Thursday, February 16, 2012

Of Peeps and Beaches

Beachwalking has its rewards. The broad, white stretches of sand in southwestern Nova Scotia seem to go on forever -- and the beach is a living thing, constantly changing its configuration. In winter, the sand moves offshore exposing fields of rounded rocks sculpted by scouring sand and seawater. In summer it drifts back in again to create smooth expanses where once the rocks showed through. Shells, bits of seaweed, the occasional lobster trap or float -- even a fish-splitting table -- might appear one day only to be gone the next. In spring, summer, and late into fall, though, there's another attraction: the peeps. Sanderlings (Calidris alba) stop in on their spring and fall migrations. They're here briefly to feed before continuing on the long journey between their wintering grounds in South America and the Caribbean and their breeding grounds in the High Arctic. They can be seen chasing the receding waves then running away from them in what looks like a highly animated game of tag.
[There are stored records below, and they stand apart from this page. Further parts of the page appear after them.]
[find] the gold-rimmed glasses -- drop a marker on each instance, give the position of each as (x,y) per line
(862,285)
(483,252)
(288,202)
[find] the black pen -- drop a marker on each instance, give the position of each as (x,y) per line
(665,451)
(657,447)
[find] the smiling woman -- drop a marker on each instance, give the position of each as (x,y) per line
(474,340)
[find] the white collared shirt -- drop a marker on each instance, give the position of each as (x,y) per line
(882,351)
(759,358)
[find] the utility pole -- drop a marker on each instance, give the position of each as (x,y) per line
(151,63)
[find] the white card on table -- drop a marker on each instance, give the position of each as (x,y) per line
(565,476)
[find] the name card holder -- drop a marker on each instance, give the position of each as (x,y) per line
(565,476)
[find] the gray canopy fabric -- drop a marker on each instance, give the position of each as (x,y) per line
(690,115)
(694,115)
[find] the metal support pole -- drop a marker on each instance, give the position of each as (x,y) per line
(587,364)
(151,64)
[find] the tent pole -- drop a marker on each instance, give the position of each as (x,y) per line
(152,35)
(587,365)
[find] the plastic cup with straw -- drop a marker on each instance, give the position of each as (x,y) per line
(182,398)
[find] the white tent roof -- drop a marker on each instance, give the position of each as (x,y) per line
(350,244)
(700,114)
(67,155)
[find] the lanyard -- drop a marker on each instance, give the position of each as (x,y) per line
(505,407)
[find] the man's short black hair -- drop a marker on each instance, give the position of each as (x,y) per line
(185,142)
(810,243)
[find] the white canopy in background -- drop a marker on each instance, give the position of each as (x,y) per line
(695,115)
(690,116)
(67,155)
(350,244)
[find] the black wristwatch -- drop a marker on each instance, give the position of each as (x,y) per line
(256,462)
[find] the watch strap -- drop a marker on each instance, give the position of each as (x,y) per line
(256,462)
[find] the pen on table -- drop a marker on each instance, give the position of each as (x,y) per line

Dunlin (Calidris alpina) have long, drooping bills that make them easy to identify even in their dull non-breeding plumage. These medium-sized sandpipers probe the sand at the water's edge; they too are migrating, but their journey is a shorter one, between the eastern seaboard of the United States and the shores of Hudson Bay. They are sometimes seen in mixed flocks with sanderlings and semi-palmated plovers, performing an aerial ballet as they swoop low over the waves. The star of the show here on these Nova Scotia beaches, though is a sparrow-sized shorebird that nests near the edge of the dunes -- the piping plover (Charadrius melodus).
These little birds forage on the beach, running along then stopping suddenly to feed in an abrupt stop-and-go pattern. They must be treated with respect and care since they're endangered here in Canada, due to destruction of habitat, changes in water levels, and harassment -- often unintentional -- by people, vehicles and dogs. To protect their fragile nesting sites, it's best to beachwalk away from the dunes, to keep dogs on a leash and keep them out of the dry sand at the upper reaches of the beach, and to confine any use of recreational vehicles to the wet, compact sand avoiding known nesting areas. Efforts to protect the piping plover in Southwestern Nova Scotia have been more successful than those in the rest of Atlantic Canada; the photos that accompany this post were taken at a respectful distance with a long lens, then cropped for detail. Being on the beach in the company of shorebirds is a delightful experience, but by showing them some consideration it's a treat that can be shared with future generations, both of people and of birds.